I'm trying to run a few tests using princomp
in R
. In princomp
there is a value called loadings
, which is supposed to show many things. One of those things is the proportion of variance explained by each principal component.
For some reason, the principal components using this tool in R
always come out such that the proportion of variance
is the same for all components!!
For example, try this on the iris
dataset:
data = iris[c("Sepal.Length", "Sepal.Width", "Petal.Length", "Petal.Width")]

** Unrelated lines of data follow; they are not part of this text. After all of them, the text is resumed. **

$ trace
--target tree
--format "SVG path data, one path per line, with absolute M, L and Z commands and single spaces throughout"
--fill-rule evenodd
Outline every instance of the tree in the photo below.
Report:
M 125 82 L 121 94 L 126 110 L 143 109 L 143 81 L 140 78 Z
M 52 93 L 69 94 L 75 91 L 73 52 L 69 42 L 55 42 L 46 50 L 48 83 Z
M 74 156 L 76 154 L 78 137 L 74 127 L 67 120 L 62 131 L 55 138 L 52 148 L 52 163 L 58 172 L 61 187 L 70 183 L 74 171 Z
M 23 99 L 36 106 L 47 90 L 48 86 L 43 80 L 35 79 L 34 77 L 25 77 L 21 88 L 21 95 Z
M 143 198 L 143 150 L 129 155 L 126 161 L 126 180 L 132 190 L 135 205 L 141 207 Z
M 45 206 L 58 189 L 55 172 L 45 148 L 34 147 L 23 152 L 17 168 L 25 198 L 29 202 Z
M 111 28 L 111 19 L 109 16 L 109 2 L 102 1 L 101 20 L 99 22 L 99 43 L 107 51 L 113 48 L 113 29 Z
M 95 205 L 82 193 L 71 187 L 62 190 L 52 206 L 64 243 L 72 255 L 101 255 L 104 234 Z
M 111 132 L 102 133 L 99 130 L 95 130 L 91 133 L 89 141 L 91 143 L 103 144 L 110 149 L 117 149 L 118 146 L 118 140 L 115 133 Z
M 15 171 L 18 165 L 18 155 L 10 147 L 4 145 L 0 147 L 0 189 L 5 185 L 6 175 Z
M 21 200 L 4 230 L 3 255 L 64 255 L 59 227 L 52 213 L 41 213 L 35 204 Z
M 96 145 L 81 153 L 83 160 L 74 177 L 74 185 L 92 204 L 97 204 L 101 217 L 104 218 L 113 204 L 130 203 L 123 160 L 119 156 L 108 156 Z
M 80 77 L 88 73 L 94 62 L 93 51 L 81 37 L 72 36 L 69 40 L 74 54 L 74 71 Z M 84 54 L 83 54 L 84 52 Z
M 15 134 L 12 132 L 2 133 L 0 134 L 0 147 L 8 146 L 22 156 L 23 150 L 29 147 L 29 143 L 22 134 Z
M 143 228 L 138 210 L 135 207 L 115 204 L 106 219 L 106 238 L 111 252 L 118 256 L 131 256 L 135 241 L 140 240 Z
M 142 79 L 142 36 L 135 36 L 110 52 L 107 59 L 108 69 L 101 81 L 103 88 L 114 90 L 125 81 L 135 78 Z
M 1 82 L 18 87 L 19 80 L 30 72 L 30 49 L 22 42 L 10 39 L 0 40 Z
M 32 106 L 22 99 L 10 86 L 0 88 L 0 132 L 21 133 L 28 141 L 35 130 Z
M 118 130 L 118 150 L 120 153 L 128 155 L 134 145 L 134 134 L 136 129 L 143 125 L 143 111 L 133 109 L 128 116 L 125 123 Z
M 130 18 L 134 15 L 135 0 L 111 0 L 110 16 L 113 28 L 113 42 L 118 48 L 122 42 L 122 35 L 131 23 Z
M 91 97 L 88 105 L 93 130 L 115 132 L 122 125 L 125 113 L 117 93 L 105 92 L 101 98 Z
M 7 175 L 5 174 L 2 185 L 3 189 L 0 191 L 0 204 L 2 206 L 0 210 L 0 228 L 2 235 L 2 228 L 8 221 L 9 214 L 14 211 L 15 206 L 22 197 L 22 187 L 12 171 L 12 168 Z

iris_fit <- princomp(data, cor=TRUE)
then, when I print out the loadings
, I see this:
iris_fit$loadings
Loadings:
Comp.1 Comp.2 Comp.3 Comp.4
Sepal.Length 0.361 -0.657 -0.582 0.315
Sepal.Width -0.730 0.598 -0.320
Petal.Length 0.857 0.173 -0.480
Petal.Width 0.358 0.546 0.754
Comp.1 Comp.2 Comp.3 Comp.4
SS loadings 1.00 1.00 1.00 1.00
Proportion Var 0.25 0.25 0.25 0.25
Cumulative Var 0.25 0.50 0.75 1.00
All of the Proportion Var
row is 0.25, meaning that the variance is split evenly across the components.
So, I tried a few other datasets with, for example 2 or 3 features. And, every time, the Proportion Var
is 1 divided by the number of features!
Why is this? I want to be able to use this for feature selection, and it makes it difficult to select components/features when they are all the same. Why is this?